<h1 style="text-align: center;">Dynamic Documents and Reproducible Research Activities</h1>

<p style="text-align: center;">July, 2024</p>

# Dynamic Documents Activities

## Activity 1 - Formatting with Markdown

Let's first play with various ways of formatting text using Markdown.
A useful reference to keep in hand is the [Markdown cheatsheet](https://github.com/adam-p/markdown-here/wiki/Markdown-Cheatsheet).

1. Create a Jupyter notebook and save the file under some name (e.g., `my_notebook.ipynb`). 

2. Create three level-three (medium large) section headings: 
- Tables
- Videos, Images, and Links
- Other

The second section (videos, images, and links) should have three subsections (use a slightly smaller section heading): 
- Videos 
- Images 
- Links

3. Create a table with three columns: bird name, colour, coolness (out of 10). Fill in the table with some birds (e.g., pigeons would have a 10/10 coolness factor in case that wasn't clear).

4. In the Videos, Images, and Links section, insert a YouTube video, an image from the internet, and a sentence containing a hyperlink in the corresponding subsections.

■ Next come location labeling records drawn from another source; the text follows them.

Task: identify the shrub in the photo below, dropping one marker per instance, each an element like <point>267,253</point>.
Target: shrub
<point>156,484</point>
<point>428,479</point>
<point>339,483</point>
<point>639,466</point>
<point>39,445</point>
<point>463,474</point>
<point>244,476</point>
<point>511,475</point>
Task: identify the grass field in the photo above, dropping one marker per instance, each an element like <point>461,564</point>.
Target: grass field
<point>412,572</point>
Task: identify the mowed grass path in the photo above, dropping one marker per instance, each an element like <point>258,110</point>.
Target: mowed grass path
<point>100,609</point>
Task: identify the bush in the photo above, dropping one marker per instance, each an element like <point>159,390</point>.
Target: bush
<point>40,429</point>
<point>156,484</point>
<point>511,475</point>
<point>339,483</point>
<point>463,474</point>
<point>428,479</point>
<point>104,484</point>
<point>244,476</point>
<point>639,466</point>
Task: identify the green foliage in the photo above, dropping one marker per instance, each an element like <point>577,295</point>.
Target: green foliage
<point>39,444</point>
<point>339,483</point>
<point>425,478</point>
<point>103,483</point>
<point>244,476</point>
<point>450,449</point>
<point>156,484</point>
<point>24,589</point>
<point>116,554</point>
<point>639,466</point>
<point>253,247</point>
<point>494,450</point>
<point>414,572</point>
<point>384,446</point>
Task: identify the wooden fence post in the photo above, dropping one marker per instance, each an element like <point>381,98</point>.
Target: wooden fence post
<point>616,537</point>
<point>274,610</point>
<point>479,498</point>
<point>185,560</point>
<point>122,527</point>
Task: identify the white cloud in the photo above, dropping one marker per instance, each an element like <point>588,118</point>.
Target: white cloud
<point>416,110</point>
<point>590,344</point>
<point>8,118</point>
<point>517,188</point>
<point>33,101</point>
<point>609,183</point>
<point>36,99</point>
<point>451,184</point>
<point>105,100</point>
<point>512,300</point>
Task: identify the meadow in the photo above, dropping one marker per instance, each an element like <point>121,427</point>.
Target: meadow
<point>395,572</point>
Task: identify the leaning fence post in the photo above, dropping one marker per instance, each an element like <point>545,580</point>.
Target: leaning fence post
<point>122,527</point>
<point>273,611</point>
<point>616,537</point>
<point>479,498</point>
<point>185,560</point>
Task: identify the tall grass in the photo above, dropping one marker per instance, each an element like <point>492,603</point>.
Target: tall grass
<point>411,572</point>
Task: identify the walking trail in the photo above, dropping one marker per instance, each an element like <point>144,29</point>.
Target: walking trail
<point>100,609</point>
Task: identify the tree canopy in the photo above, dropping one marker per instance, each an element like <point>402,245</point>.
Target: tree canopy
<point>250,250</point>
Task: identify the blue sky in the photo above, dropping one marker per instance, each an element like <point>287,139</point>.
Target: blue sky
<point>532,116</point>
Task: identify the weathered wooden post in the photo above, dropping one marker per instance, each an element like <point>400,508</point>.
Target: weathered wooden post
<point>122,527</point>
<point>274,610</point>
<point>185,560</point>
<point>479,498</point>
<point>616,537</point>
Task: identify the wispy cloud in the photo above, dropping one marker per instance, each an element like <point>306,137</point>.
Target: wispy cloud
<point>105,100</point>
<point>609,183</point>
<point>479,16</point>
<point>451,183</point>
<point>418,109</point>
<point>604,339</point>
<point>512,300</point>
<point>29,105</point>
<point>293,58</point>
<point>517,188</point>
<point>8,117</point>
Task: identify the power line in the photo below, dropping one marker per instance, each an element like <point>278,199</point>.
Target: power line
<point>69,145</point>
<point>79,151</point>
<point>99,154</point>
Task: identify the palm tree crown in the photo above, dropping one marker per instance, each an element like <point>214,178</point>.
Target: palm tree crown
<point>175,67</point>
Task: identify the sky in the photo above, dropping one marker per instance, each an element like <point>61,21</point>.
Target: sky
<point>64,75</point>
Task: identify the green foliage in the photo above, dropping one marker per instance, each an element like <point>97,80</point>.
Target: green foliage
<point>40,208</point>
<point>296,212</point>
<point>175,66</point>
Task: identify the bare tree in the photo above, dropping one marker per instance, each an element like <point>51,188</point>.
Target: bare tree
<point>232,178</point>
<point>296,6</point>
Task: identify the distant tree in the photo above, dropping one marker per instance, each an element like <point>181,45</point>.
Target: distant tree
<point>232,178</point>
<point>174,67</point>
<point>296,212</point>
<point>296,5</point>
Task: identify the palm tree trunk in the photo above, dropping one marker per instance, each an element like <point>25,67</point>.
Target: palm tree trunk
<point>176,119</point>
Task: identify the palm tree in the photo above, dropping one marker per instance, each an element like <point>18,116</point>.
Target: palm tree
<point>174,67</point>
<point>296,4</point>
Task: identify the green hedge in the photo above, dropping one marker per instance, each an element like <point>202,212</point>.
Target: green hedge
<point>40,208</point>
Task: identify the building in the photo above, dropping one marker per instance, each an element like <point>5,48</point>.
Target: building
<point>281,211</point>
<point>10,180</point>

5. In the "Other" section, write some R code that produces a plot and then offer some plaintext commentary about the output. 

## Activity 2 - Converting to Different File Formats

Now that we have created some basic content, let's try to export our Jupyter notebook into different file formats. We will begin with some simpler file formats and then try to create a slideshow from our Jupyter notebook. If at any time you encounter difficulties in exporting your Jupyter notebook, consider temporarily removing any R plots from your output. (R plots are sometimes displayed in the `svg` file format and `nbconvert` can have difficulties with this image format.) Alternatively, save your figure as a `png` or `jpg` and then display the figure using Markdown. E.g., use `png()`, `dev.off()`, and the Markdown syntax for inserting images.

1. Export your Jupyter notebook as an HTML webpage.

2. Export your Jupyter notebook as a PDF.

3. Export your notebook as a slideshow ("Reveal.js slides"). You will notice that all of your text is displayed on one slide. To fix this, go to `View > Show Right Sidebar`. After clicking on a code chunk, you will see a section in the right sidebar titled `Slide Type`. Try experimenting with different slide types and see how they change the output of your slideshow. You will need to redownload your slideshow each time you make changes.

# Reproducible Research Activities

## Activity 1 - Code Organization and Saving Plots

Let's assume that we're conducting an analysis on the `mpg` dataset (found in the `ggplot2` R package). We have the following code:

In [None]:
library(ggplot2)
library(dplyr)
data(mpg)
mpg$cyl = as.factor(mpg$cyl)
mpg = mpg %>% filter(class != "2seater")
dim(mpg)
summary(mpg)
table(mpg$class)
ggplot(data=mpg, aes(x=cty, y=hwy))+geom_point()+theme_bw()
ggplot(data=mpg, aes(x=cyl, y=displ))+geom_boxplot()+theme_bw()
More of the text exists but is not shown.